Grab a shoebox or small cereal box and let kids go wild turning it into a tiny fairy home. Cut out arched doorways, add popsicle stick window frames, and paint the whole thing in mossy greens and earthy browns.
Bits of twigs, dried leaves, and pebbles from the backyard make great outdoor details stuck on with a hot glue gun (a grown-up job).
Kids can tear small pieces of tissue paper and Mod Podge them onto the roof to mimic shingles or flower petals. The layering dries surprisingly fast in summer heat.
9. Yarn Wrapped Popsicle Stick Bracelets

Popsicle sticks bend slightly when soaked in warm water for about ten minutes, which is all you need to curve them into a wrist-sized bracelet shape.
Let them dry completely in a curved position — a small glass or jar works great for holding the shape overnight.

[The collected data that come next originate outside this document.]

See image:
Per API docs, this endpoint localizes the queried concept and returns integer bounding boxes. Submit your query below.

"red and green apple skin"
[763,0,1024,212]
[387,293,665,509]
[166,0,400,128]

Once dry, kids wrap the stick tightly with colorful yarn from one end to the other, switching colors whenever they want stripes or patterns. A small dot of craft glue at the start and finish keeps everything secure.
Embroidery floss works just as well as yarn and gives the bracelet a thinner, friendship-bracelet look that older kids tend to love.
10. Leaf Print Tote Bags

Grab a plain canvas tote bag, some acrylic paint, and a handful of leaves from the backyard — that’s really all you need. Press a leaf paint-side down onto the bag, press firmly, then peel it back slowly to reveal the print.
Different leaves give wildly different results. Maple leaves make bold, recognizable shapes, while fern fronds create delicate, feathery patterns that look almost fancy.
Let kids layer colors and overlap prints to fill the whole bag. Once the paint dries, it’s actually usable — great for carrying library books or beach snacks for the rest of the summer.